You may have known Mars, but you’ve never seen it like this! It’s really a scientific tool, but the non-Mars specialists are free to have some fun with it! The Hi-resolution Imaging Science Experiment (HiRISE). It is an awesomely cool science project involving imaging every square inch of Mars, with a resolution of 25 cm per pixel! The camera is built by the University of Arizona and mounted aboard the Mars Reconnaissance Orbiter (MRO). Over the last five and half years, it has returned over 20,620 images till date. We give you the link below.
Make sure you have time when you start browsing through these! It’s extremely addictive and I found myself trying to look at the dunes, then the craters, then the frosted plains, then the translucent ice on domes, then… The list is virtually endless. Go to any of the images and you’ll get numerous download options. Don’t try JP2 formats – it’s for people who want to work with the images and thus they are extremely big (a photo can measure 300 MB in size!). Try the jpeg format, which provides a compressed form of the image. RGB worked best for me. There is a ‘Science Theme’, which links it under a particular tab. Click that and you’ll be provided information on that particular theme, which you’re welcome to either relish or gobble up. You might even notice the ‘stereo pair’ reference, and I’ll explain what they are in a moment.
Downloads and a whole new dimension!
You can download a chunk of the most high resolution images by clicking ‘Updates’ right at the top of the screen. On the right, you should see download options in various resolutions. A click is all you need to take possession of masterpieces!

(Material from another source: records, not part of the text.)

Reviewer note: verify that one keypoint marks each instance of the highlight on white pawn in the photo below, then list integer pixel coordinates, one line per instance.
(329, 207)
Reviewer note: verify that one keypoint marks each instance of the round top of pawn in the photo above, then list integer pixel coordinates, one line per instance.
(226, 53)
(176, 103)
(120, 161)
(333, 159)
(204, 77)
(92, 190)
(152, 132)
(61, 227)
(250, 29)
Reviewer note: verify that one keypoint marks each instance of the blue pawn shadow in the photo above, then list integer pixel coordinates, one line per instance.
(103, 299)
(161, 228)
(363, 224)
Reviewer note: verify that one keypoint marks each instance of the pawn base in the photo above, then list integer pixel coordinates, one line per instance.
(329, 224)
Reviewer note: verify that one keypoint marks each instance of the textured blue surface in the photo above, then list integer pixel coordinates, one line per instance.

If you unintentionally click on the ‘Anaglyphs’ tag at the top of the screen, you’ve just discovered something awesome! You’ll see two images, which form ‘stereo pairs’. Combined and with the help of a 3D glass, you can see the images in 3D!! Yes, you read it right – the Martian topography in 3D in the comfort of your own room!
Just one word of advice while using this database: make sure you have fun! Afterall, it’s Mars!